Sue
Amy was born prematurely at 24 weeks and diagnosed with chronic lung disease. She came out of hospital on home oxygen, but eventually she did wean off it and went on to use inhalers. When she was one year old she had surgery to insert a gastrostomy button. Since then and until recently, she has been gastrostomy fed. She also had Nissen fundoplication surgical procedure to treat her gastroesophageal reflux disease (GERD). Amy used to get colds and flu-like illness very frequently, but over the years she has gotten better. At present she is just on vitamins and on a pro-Cal to help her with her calories intake.
Amy was born prematurely at 24 weeks and diagnosed with chronic lung disease. She came out of hospital on home oxygen, but eventually she did wean off it. After oxygen dependency Amy was started on inhalers. She was on Becotide daily and Salbutamol daily and she was also on Atrovent. She went through phases where she would need to take her Salbutamol every four hours.
When Amy was about one year old, she developed feeding problems and she needed to have surgery to insert a gastrostomy button. Since then and until recently, she has been gastrostomy fed. She also had a surgical procedure called Nissen fundoplication, to treat her gastroesophageal reflux disease (GERD)
Frequently and throughout her childhood, Amy used to get colds and flu-like illness which aggravated her chronic lung condition. Her symptoms usually were high fever, lethargy but above all breathing difficulties. She often ended up in hospital. She is a direct admission patient so in A&E, she was seen by a paediatric doctor without delay. Usually, Amy had nebulizer treatment up to three times at a time and then she was put on Salbutamol inhaler every twenty minutes. She was allowed to go back home when Salbutamol use decreased to every four hours. Often, she was admitted as an overnight patient or had to stay longer depending on how she responded to the treatment.
Antibiotics were seldom prescribed because blood tests showed that infections were often of a viral nature. Sue was explained that antibiotics wouldn’t help with Amy’s chronic lung condition either. On one occasion the blood test showed that Amy was suffering from a secondary infection; bronchiolitis.
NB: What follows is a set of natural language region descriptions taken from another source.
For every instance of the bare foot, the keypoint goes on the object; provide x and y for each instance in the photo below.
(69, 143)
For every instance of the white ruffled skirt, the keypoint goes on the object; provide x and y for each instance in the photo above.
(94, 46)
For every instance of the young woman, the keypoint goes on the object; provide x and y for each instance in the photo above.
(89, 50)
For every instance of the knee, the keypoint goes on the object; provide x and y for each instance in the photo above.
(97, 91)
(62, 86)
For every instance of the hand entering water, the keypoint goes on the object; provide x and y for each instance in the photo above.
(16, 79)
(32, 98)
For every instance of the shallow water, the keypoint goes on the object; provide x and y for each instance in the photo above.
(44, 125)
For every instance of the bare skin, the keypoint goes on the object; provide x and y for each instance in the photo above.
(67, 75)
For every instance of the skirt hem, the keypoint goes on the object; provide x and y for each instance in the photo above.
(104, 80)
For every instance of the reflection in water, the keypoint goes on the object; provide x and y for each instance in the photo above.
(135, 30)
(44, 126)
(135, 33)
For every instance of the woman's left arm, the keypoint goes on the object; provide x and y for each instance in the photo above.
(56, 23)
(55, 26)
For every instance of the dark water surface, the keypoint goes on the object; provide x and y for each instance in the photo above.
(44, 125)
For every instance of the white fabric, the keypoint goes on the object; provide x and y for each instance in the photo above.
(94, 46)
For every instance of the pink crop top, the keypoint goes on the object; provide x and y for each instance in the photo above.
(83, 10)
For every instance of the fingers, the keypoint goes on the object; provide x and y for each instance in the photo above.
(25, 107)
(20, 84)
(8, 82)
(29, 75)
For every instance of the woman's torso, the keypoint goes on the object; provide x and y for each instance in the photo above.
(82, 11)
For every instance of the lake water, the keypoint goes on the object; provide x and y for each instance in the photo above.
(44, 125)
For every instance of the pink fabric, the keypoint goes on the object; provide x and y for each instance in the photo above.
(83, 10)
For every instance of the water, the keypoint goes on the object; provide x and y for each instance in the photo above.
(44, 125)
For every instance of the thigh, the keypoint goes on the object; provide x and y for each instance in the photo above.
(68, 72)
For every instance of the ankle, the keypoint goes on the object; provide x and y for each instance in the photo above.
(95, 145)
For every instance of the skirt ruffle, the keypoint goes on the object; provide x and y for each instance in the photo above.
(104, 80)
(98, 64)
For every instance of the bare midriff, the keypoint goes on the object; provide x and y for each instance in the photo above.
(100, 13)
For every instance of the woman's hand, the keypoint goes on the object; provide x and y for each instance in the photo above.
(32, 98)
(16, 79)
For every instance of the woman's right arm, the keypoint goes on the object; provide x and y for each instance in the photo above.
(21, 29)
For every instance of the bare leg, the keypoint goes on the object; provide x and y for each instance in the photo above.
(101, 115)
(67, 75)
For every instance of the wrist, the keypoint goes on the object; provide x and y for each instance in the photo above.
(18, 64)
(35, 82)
Her symptoms were severe and she needed treatment in hospital that included antibiotics injected through a cannula for five days. But overall, Amy’s main treatments have consisted of oxygen, nebulisers and inhalers. Sue says that she worried a lot when Amy was little, but now that she is growing and getting stronger things have started to get easier.
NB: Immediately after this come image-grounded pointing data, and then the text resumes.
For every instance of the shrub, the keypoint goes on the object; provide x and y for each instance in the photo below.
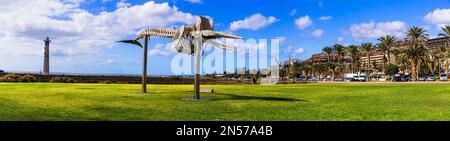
(58, 79)
(10, 78)
(27, 78)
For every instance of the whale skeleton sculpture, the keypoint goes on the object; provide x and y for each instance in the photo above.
(186, 39)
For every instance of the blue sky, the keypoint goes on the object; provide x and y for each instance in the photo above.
(327, 22)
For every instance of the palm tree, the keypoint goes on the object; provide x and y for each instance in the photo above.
(383, 49)
(414, 54)
(328, 51)
(353, 52)
(440, 56)
(367, 47)
(339, 50)
(416, 35)
(388, 41)
(446, 32)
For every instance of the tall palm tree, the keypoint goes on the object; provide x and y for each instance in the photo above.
(339, 50)
(414, 54)
(353, 52)
(383, 49)
(416, 35)
(367, 47)
(328, 51)
(446, 32)
(440, 56)
(388, 41)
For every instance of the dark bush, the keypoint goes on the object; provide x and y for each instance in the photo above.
(10, 78)
(27, 78)
(58, 79)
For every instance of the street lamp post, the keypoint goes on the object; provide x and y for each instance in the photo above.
(144, 65)
(198, 55)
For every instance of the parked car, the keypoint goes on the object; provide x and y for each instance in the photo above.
(422, 77)
(339, 79)
(349, 79)
(443, 77)
(406, 77)
(431, 77)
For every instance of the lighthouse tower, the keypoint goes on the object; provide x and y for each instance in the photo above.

As Amy gets older she tends to have less colds and flu-like illness and on those occasions when she does get a viral infection, they tend to be less troublesome and are mostly sorted with over the counter medication. Amy is also less dependent on inhalers and she only needs them after PE lessons or after running around. Amy and Sue used to get the flu vaccine every year, but in 2014 Amy asked not to have it and she didn’t get any episodes of winter colds or flu-like illness.
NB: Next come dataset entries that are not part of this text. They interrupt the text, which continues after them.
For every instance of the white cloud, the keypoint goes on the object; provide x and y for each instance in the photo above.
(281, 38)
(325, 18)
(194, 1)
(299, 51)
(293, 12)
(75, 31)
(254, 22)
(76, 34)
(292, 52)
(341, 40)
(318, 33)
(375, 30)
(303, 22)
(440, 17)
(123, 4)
Sue explains that when Amy was unwell and needed to go to hospital, she had to find someone to look after her two other children. Her mother, mother-law and sister-law helped, but often she and her husband had to organise their family routines – like taking and collecting the other two children from school, without much support. This period was very hard for the family. Sue couldn’t stay in hospital because she needed to look after her other two children and her husband had to go to work.
Amy, now aged 10, spends week days in hospital and weekends at home. After her gastrostomy button was removed, she is being supervised while she is introduced to food orally. Sue says that this last year was brilliant’ with no flu vaccines and no episodes of flu.